We find these components are sufficient to make a well-functioning AI agent system regardless of model size, architecture or reasoning capabilities. Making a good planning system is relatively easy as this is where we see the best instruction following, be this related to form or function. Self-evaluation is about twice as hard as Planning. The main reasons for this is that the self-evaluation component requires contrastive thought i.e. identifying related and unrelated things as well as inductive and deductive reasoning to form valid conclusions from premises. Reasoning models naturally do better at this task than non-reasoning models, however, not without paying a penalty on the number of tokens required to achieve the desired answer. Where decisions boil down to some form of classification this can feel expensive both in terms of tokens and wall time. As such we take steps to achieve the desired outputs comparable to reasoning models without the token and wall time penalty associated with their use. One by-product of this is to reduce the model’s overall generalisability, however in this case the task is constrained sufficiently such that any classification based decisions are able to be satisfied. Lastly, the LLMs we have tested tend to perform most poorly on execution steps, particularly those that require multiple sequential steps. This observation isn’t novel but that it is 5 times more difficult for a model to produce desired output steps was a surprise to us, as the ability to take actions is an important, if not defining, characteristic of an AI agent.
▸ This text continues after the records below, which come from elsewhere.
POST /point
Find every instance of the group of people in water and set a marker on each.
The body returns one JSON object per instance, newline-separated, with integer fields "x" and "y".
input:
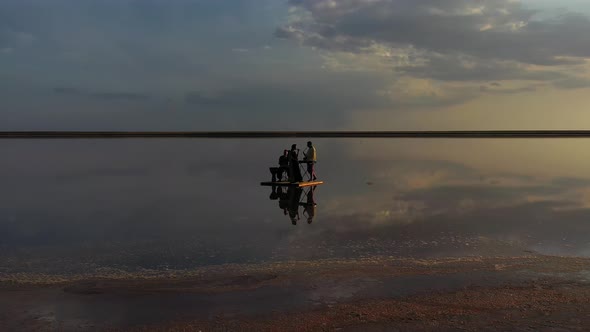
{"x": 289, "y": 163}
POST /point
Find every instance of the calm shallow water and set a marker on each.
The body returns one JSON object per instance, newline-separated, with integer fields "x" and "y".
{"x": 83, "y": 206}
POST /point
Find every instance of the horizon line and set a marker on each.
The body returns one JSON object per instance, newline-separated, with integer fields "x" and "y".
{"x": 295, "y": 134}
So what are the implications of these observations? First, building AI agents that need to reliably interact with real-world systems need to be able to reliably execute multiple steps accurately. In areas which have strict requirements, those very same requirements are more likely to result in poorer outcomes than letting a model define it’s own approach to solving a problem. This is because approaches proposed by models may have built-in redundancy, namely that they are less strict on requirements, so, the how it gets there is less important than that it at least eventually gets there. So why don’t we just let AI agents figure out how to solve issues with no frameworks or strict requirements, the answer is probably more to do with the cost associated with this i.e. the number of tokens associated with such an approach. Users of AI systems have no doubt noticed that AI models that use tools have a tendency to use tools at a much higher rate than a human would. We observe this across a range of different models from frontier models to open-source and from large to small LLMs. Put another way we observe that LLM based AI agents are not frugal when it comes to using tools and taking actions to solve problems. Therefore if models decide their own strategies to achieve a desired objective and they are predisposed to be profligate with their use of tools along the way, it is no surprise that the people paying for these systems may eventually balk at the cost associated with using them sooner or later. One approach is to improve the instruction following of such a system, and as the reader must surely begin to notice by now, this is not costless. Our chosen approach is instead to make our models extremely frugal when they slip into this pattern of making repeated use of tools for no additional information gain and minimising the number of execution steps required to achieve a desired task. By doing so this allows us to be able to achieve the tasks our users want whilst also not burning through their budgets. Yes, this means it costs less to achieve similar tasks using our AI agent than a larger more frontier system and as a result our users get more bang for their buck using Eikon.